In alternative scenario, organisms with ancestral traits can survive in remote places where new better adapted plants haven't arrived, like the ancient cycads in Australia, or the ginko tree in Japan (which is believed to have been kept alive by cultivation in temples).
In remote places like Hawaii or Australia, the introduction of animals like the
cane toad or rat, dog, pig and cat pose major problems to native flora and fauna, since the introduced organisms can outcompete the local ones. In such cases, we see "more evolved" species driving other ones to extinction.
In places where there aren't entirely new
clades of organisms aren't being introduced, the ecosystem has been around since at least the ice age, one presumes that the species present are, for the most part, in equilibrium. The ones that would have gone extinct already have, and we've only been around a thousand years or so to observe and record any changes, most of which were due to us dicking with the environment.

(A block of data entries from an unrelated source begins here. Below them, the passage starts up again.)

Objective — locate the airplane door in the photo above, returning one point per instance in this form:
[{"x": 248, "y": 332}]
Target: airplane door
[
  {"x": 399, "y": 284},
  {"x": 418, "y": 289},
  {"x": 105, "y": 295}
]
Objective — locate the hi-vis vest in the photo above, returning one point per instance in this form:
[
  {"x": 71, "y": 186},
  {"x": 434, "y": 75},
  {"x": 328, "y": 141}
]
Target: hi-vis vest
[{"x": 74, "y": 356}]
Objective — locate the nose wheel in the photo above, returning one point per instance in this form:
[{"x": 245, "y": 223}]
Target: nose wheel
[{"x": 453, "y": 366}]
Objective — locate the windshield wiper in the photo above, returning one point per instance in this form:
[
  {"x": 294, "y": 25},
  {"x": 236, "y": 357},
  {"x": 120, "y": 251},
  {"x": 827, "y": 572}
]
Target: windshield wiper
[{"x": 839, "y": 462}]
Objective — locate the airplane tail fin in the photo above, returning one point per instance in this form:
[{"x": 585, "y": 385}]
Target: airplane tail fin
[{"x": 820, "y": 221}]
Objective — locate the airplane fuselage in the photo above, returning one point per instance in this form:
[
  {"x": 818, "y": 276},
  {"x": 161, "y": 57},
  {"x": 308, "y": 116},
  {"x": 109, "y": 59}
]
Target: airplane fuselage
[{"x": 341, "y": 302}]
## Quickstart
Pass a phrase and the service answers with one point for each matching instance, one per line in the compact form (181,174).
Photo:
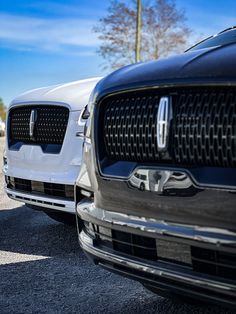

But to more directly answer your question, in most cases, the ancestral species (proper term for your "gateway species") HAS died out, and only its descendants remain. Using
phylogenetics, a logical process that looks at organisms that share similar characteristics (typically genetic) and groups them into trees, scientists can infer what the common ancestor looked like. At one point, the entire vertebrate line most likely looked something like this
lancelet. But that lancelet itself is descended from an ancestor that we once shared about 500 million years ago- it has undergone extensive evolution since to stay adapted to its environment. Persistence can be a matter of luck or evolving the right things at the right time, or possessing the right suite of pre-adaptations that later allowed for diversification.